フランスでも朝からラジオで何度も耳にしました。
今や世界中の人が知っているFUKUSHIMAという言葉。

あふれるほどの想いはありますが
言葉に上手く出来ないし、軽い表現になってしまいそうなので
ここではあれこれ書くのを控えます。

大切なことは
この出来事を忘れないこと。


フランスで放送された福島のドキュメンタリーで
ずっと昔に同じくらい大きな津波が来た時、高台の神社に
ここまで津波が来た、という印が柱につけられていました。
この位置より下に建物を建ててはいけないという警告を
人間は少しづつ忘れ、忘れたふりをして
便利の良い海岸沿いに家を建てていったそうです。

原発も然り。

そして今問題になっている中国の汚染も然り。

自然災害は逃れられないけど
人間が生み出した災害に対する怒りとやるせなさ。

そしてその人間の一部である自分…



話は変わりますが、今日は素敵なお客様が来ました!

いつもヴァカンスの時期になると
ここの近くのお婆ちゃんの家に遊びに来る一家です。
両親と10歳くらいと4~5歳の男の子。
上のお兄ちゃんは重度の障害を持っています。
ダウン症は明らかで他にも障害があるのかもしれませんが
まず歩くことができません。

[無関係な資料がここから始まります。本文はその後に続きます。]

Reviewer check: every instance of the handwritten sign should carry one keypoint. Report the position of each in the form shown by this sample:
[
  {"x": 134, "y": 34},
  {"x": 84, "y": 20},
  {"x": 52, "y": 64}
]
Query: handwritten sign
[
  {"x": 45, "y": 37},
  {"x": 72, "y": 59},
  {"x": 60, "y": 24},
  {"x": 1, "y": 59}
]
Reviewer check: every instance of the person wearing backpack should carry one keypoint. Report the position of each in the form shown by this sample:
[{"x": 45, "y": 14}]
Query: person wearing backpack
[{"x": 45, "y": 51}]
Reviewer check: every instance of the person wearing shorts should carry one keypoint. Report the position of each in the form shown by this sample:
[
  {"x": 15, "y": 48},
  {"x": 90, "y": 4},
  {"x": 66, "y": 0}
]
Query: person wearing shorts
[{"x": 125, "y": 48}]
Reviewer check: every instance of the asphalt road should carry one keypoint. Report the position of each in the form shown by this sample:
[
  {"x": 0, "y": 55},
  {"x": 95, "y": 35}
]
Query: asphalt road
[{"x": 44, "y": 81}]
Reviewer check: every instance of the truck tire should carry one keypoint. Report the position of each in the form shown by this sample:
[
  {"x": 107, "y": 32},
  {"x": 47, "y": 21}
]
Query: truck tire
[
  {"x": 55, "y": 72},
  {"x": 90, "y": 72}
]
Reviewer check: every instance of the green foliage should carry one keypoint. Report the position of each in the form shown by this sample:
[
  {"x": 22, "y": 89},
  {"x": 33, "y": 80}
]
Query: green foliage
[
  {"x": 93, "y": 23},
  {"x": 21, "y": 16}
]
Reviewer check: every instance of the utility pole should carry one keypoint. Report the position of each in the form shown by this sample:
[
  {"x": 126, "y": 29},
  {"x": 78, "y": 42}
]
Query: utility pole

かろうじて専用の食器で簡単な食事が出来ます。

でも彼らがくる時はいつも堂々としていて、
私が気を使ったつもりで端の車椅子を置きやすい席に
案内しようとすると、こっちの方がイイわね!って
真ん中のテーブルを選ぶのです。
子どもたちがとにかく明るく愛くるしくてお行儀も良く
お兄ちゃんもきちんと挨拶をするし、毎回私に
メルシー、マダム、と言ってくれます。
野菜も好き嫌いなく美味しい美味しい、と何でも食べて
2人ともパンの食べカスもないらい大人よりも綺麗に食事をするのです。
そして料理を作った夫にもとても美味しかったです、と
兄弟で伝えに来ます。
ご両親は素晴らしいな、って毎回感心です。
これだけ重度の障害を持っていると全ての世話をしないといけないし
想像以上に大変な生活だと思います。
そして彼は一生こうして生きてくのです。

彼らを見ていると私たち悩みなんて
本当にちっぽけなものだな、って思います。
彼らの逞しさを見らなわないと。

震災で家族や家や仕事を失った人びとが何万人といます。
私には家族も家も仕事もある。

そんないろんな事を考えながら
夫と語ってみた一日でした。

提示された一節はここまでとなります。